Time and time again reports highlight the inequity evident within maternity services, particularly amongst those from minority inclusion groups such as those where English is not their primary language. We must be aware that for many within the D/deaf community English is not their first language.

We know that deaf people may avoid seeking care or may struggle to access care or appropriate health information which can result in late access to antenatal care, delays in treatment and screening options, or misdiagnosis of certain conditions. This means that deaf women and birthing people are not receiving the same level of care and treatment as hearing people, which is discriminatory, and goes against the protected characteristics of the Equality Act (2010) .

Hearing loss can be an isolating condition, which can leave individuals feeling misunderstood, unheard and invisible. It is essential that we extend and improve accessibility of maternity services to all members of the birthing community, including those of the D/deaf community. At the Real Birth Company, this is something we are actively working towards. .

The RealBirth Workshop takes tangible steps towards improving the equity of access to antenatal education information by humanly translating our award-winning programme into numerous spoken languages. All languages available in our RealBirth Workshop have been translated by professionals and clinically reviewed by doctors and midwives. This eliminates inaccuracies that come with using AI and electronic translation techniques.

We believe that everyone giving birth should have an equal right to understand the choices that are available to them and believe that a language barrier should not stand in the way of positive and comprehensive evidence-based antenatal care. Our goal is to improve equity, improve perinatal health and reduce costly medical intervention and caesarean birth.

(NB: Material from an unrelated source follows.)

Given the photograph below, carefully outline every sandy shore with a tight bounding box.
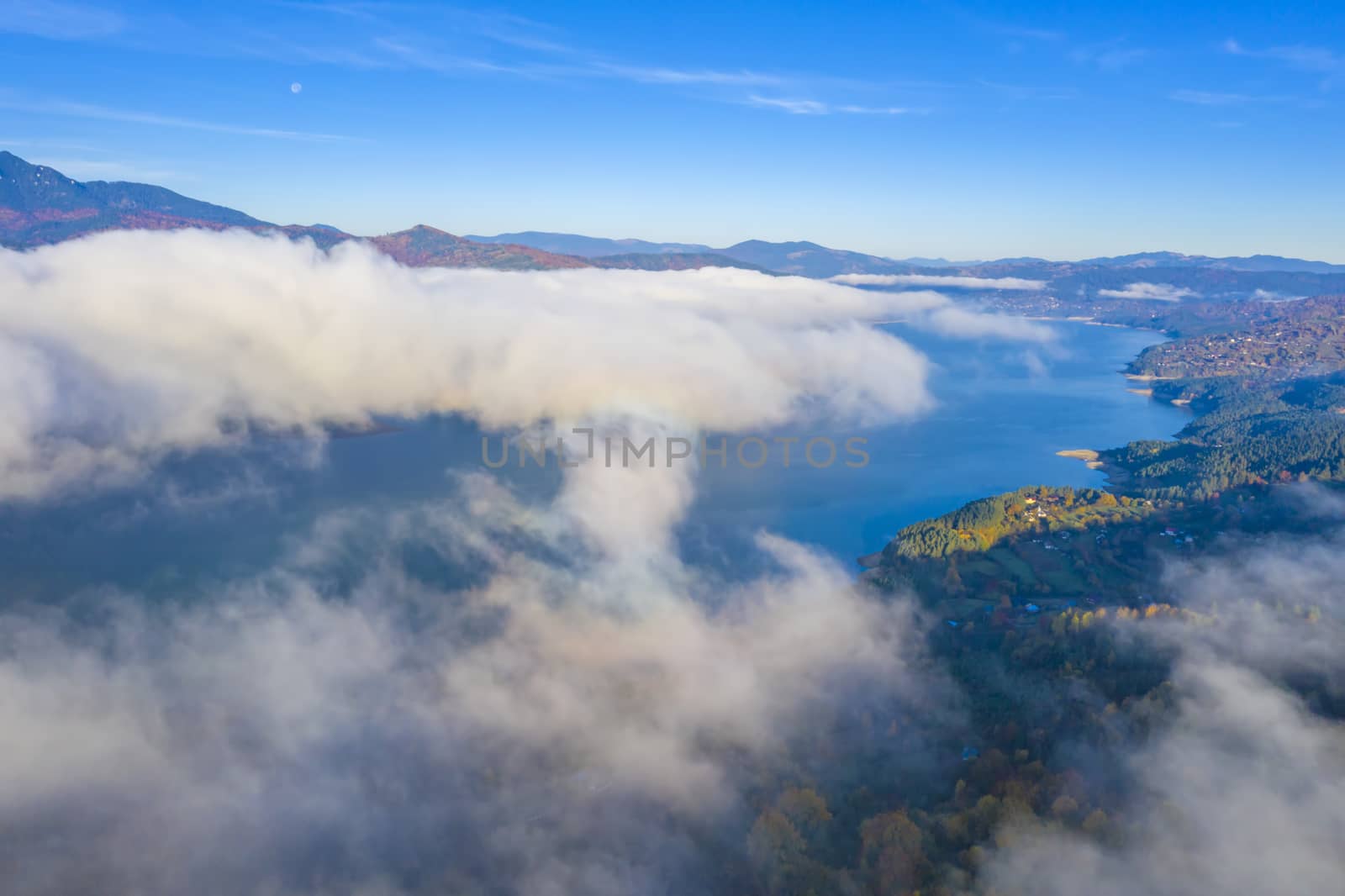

To date, our RealBirth Workshop is currently translated into 9 different languages, and this year, the RealBirth Company is embarking on a pioneering project to add a tenth. We will be focusing on increasing access to information for deaf women, by translating all modules within the RealBirth Workshop into British Sign Language (BSL) to become the country’s first comprehensive perinatal programme of its kind.

In 2022 the British Sign Language Act legally recognised BSL as a language in England, Scotland and Wales. This is an early-stage act, but it provides a legal duty to give correct communication support for deaf BSL users. Currently no hospital has plans to support it adequately, apart from the ability to video phone an interpreter. But with a lack of appropriate interpreters, long waiting times for these services, and a lack of available resources, this is further disadvantaging deaf women, whose needs are already grossly misunderstood. Deaf women and birthing people face multiple barriers to care, additional risk factors and a lack of accessible resources, increasing their chances of preterm birth, stillbirth and other poor outcomes as well as poor perinatal mental health.

This is no longer acceptable, and NHS Trusts need to do better to better support deaf women and people.

We all need to do better. It is everyone’s responsibility to ensure our maternity services are more inclusive and accessible to deaf and individuals with hearing loss. Health professionals need awareness of deafness as a culture and how to best meet the needs of the community to improve health outcomes for women and their babies.